VPN and RADIUS :: essays research papers

VPN and RADIUSThe boom in telecommuting and the need to support more upstage workers is making life tough for IT managers. Besides the normal tasks of maintaining removed(p)-access server (reticular activating system) equipment, managers often find their time consumed administering access rights and assay-mark privileges on several, geographically dispersed remote access servers at the same time. Enter the Remote Authentication Dial In User Service (RADIUS), a commonly used authentication system. more or less remote-access equipment vendors comport supported RADIUS in their remote-access ser-vers. Many virtual private networking equipment companies also are supporting the use of a RADIUS server for user authentication.For IT managers, the main attraction of RADIUS is that it allows them to simplify administration of user authentication by maintaining a centralized database of access rights. IT managers who did not have RADIUS have had to maintain access rights on multiple piece s of equipment. This leads to a problem If someone joins or leaves a company, a manager must add or substitute access rights for that person on every piece of access equipment.
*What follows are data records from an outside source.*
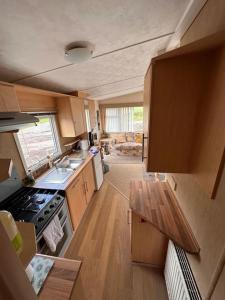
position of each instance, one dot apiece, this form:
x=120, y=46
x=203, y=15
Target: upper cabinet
x=91, y=107
x=8, y=98
x=184, y=99
x=71, y=116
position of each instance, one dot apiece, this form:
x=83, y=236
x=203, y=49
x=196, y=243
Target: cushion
x=138, y=137
x=130, y=136
x=119, y=137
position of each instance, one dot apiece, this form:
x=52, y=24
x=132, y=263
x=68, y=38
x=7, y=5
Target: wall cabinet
x=79, y=193
x=184, y=100
x=71, y=116
x=92, y=112
x=8, y=98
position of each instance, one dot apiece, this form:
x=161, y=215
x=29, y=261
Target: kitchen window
x=38, y=141
x=124, y=119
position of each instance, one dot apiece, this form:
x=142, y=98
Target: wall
x=129, y=98
x=205, y=216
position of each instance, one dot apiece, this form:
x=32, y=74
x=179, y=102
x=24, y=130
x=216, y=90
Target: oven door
x=65, y=222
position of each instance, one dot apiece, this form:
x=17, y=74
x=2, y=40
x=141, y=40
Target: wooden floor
x=102, y=242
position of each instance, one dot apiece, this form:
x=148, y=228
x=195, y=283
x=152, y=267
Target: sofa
x=129, y=143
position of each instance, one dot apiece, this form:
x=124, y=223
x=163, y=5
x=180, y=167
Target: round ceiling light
x=78, y=54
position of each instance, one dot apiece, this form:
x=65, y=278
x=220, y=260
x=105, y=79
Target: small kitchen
x=49, y=174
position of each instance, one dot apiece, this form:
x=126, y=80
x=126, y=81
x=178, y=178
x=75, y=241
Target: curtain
x=119, y=119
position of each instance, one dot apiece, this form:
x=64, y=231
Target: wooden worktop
x=156, y=204
x=41, y=184
x=60, y=280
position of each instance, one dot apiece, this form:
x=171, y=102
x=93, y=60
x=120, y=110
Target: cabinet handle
x=86, y=186
x=143, y=146
x=128, y=217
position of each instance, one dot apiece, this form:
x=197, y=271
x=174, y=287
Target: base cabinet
x=76, y=200
x=148, y=244
x=89, y=181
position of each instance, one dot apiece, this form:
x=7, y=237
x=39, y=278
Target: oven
x=64, y=218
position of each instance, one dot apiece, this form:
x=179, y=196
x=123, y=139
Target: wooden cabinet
x=184, y=112
x=76, y=198
x=91, y=107
x=8, y=98
x=89, y=181
x=80, y=192
x=148, y=245
x=71, y=116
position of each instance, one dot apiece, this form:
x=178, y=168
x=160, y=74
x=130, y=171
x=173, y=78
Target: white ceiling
x=125, y=35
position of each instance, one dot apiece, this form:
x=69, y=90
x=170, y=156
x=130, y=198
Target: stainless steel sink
x=59, y=175
x=75, y=163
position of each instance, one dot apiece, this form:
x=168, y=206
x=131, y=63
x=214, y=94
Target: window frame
x=121, y=107
x=56, y=139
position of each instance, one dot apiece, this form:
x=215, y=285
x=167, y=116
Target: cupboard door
x=147, y=102
x=89, y=181
x=148, y=245
x=78, y=114
x=65, y=119
x=8, y=99
x=91, y=106
x=76, y=200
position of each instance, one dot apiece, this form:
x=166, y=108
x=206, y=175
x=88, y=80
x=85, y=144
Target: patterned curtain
x=119, y=119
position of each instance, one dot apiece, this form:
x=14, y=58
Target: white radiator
x=179, y=278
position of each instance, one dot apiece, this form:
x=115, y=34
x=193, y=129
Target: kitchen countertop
x=40, y=183
x=156, y=204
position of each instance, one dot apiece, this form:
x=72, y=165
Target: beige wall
x=206, y=216
x=129, y=98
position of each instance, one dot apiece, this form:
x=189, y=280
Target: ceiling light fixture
x=78, y=53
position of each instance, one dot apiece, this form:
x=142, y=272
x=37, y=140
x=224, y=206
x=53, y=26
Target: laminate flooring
x=102, y=242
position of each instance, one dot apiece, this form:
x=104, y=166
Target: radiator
x=179, y=278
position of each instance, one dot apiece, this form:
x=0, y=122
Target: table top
x=156, y=203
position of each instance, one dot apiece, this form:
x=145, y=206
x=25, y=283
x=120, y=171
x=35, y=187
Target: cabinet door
x=89, y=180
x=148, y=245
x=78, y=114
x=76, y=200
x=91, y=106
x=147, y=101
x=66, y=123
x=8, y=99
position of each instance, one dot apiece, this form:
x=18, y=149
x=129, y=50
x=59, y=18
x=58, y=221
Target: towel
x=53, y=234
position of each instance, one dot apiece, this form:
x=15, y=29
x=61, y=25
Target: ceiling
x=125, y=35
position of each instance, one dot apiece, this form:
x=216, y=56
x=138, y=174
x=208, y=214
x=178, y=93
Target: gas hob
x=38, y=206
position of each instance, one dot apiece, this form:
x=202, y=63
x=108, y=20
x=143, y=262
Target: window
x=37, y=141
x=124, y=119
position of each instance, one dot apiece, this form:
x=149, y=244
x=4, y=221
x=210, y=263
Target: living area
x=122, y=129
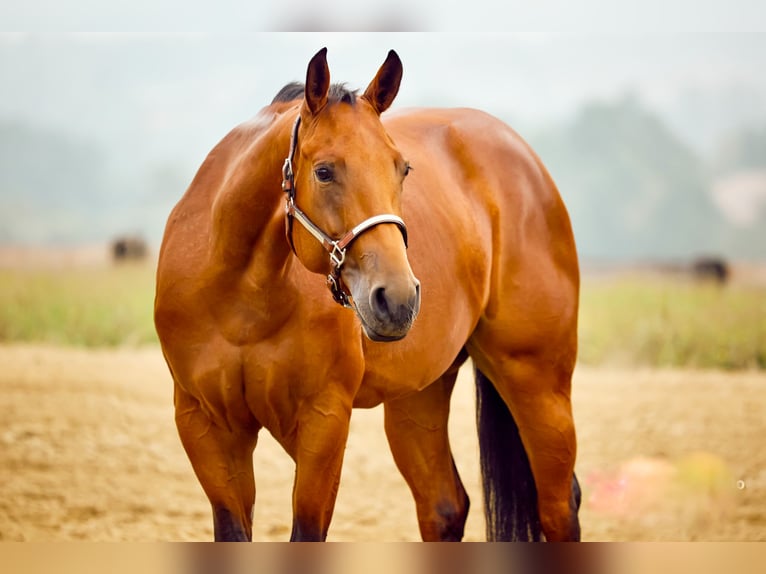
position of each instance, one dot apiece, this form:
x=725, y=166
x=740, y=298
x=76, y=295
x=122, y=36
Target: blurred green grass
x=666, y=321
x=625, y=320
x=90, y=306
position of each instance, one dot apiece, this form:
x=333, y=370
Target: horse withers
x=441, y=236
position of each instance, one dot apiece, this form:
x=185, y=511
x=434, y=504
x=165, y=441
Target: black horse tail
x=510, y=496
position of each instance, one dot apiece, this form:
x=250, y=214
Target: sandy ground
x=89, y=451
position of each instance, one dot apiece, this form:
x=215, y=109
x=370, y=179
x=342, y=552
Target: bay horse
x=441, y=237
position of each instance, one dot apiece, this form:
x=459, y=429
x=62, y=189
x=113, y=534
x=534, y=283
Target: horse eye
x=323, y=174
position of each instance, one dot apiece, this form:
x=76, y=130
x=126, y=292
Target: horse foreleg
x=416, y=427
x=223, y=462
x=318, y=452
x=539, y=398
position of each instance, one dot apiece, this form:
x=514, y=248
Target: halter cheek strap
x=335, y=247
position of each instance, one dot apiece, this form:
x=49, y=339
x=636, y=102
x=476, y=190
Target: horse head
x=345, y=184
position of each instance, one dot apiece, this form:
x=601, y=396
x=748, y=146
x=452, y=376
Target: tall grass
x=661, y=321
x=627, y=321
x=82, y=306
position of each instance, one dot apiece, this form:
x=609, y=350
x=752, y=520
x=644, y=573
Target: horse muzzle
x=387, y=311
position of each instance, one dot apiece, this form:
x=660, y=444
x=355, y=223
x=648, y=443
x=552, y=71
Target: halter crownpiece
x=335, y=247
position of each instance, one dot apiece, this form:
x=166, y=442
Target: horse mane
x=295, y=91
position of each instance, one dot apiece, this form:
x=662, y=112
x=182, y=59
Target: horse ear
x=384, y=87
x=317, y=81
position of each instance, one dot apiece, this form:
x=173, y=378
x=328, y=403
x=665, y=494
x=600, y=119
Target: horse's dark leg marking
x=416, y=427
x=226, y=528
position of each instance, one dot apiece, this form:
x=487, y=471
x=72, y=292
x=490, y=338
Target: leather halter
x=335, y=247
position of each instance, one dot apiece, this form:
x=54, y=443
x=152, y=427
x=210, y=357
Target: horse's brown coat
x=253, y=338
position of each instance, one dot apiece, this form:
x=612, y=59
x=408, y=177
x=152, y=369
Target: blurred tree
x=633, y=189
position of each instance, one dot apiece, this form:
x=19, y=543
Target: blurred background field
x=628, y=318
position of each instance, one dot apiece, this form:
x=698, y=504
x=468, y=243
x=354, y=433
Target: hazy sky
x=237, y=16
x=181, y=92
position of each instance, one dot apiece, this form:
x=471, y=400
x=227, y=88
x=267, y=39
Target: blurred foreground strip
x=405, y=558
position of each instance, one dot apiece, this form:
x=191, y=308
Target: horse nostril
x=380, y=303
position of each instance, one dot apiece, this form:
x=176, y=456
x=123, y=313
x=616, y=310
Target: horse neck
x=248, y=211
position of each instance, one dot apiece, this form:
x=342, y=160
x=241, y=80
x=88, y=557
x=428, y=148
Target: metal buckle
x=338, y=295
x=337, y=256
x=287, y=176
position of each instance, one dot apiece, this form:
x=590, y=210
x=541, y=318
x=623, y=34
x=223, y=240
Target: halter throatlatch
x=335, y=247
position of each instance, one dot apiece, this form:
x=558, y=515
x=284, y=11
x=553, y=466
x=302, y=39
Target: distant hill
x=634, y=190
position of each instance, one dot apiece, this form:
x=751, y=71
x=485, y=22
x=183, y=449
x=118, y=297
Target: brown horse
x=315, y=191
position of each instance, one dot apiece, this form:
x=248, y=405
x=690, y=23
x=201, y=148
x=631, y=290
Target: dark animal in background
x=711, y=268
x=129, y=249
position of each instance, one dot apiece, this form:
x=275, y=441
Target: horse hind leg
x=416, y=428
x=222, y=459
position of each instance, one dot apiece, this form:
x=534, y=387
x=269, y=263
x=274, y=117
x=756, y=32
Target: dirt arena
x=88, y=451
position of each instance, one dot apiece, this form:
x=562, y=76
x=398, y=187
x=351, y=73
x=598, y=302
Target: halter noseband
x=335, y=247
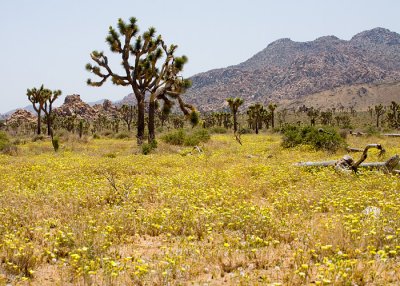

RADIUS avoids such problems. IT managers can use a single RADIUS server to authenticate users dialing into multiple remote-access servers. With RADIUS, IT managers maintain a single authentication database. All users dialing into a network are authenticated against this database.For such centralized authentication to work, a RAS and VPN equipment must securely communicate with a RADIUS server and verify that the user meets certain conditions before allowing the user to gain access to the network. The process of authenticating users is plain to the user dialing in. The way it works is that a user places a call into a remote-access server and a Point-to-Point Protocol session is initiated. The RAS or VPN takes authentication information, such as a user name and password, and passes this information to the RAD IUS server. If the user is in the database and has access privileges to the network, the RADIUS server signals the remote-access server that it is OK to hold open the process. At the same time, the RADIUS server also sends what is called profile information about the user to the remote-access server. The profile can include information such as the users IP address, the maximum amount of time the user can remain connected to the network and the phone number the user is allowed to dial to access the network.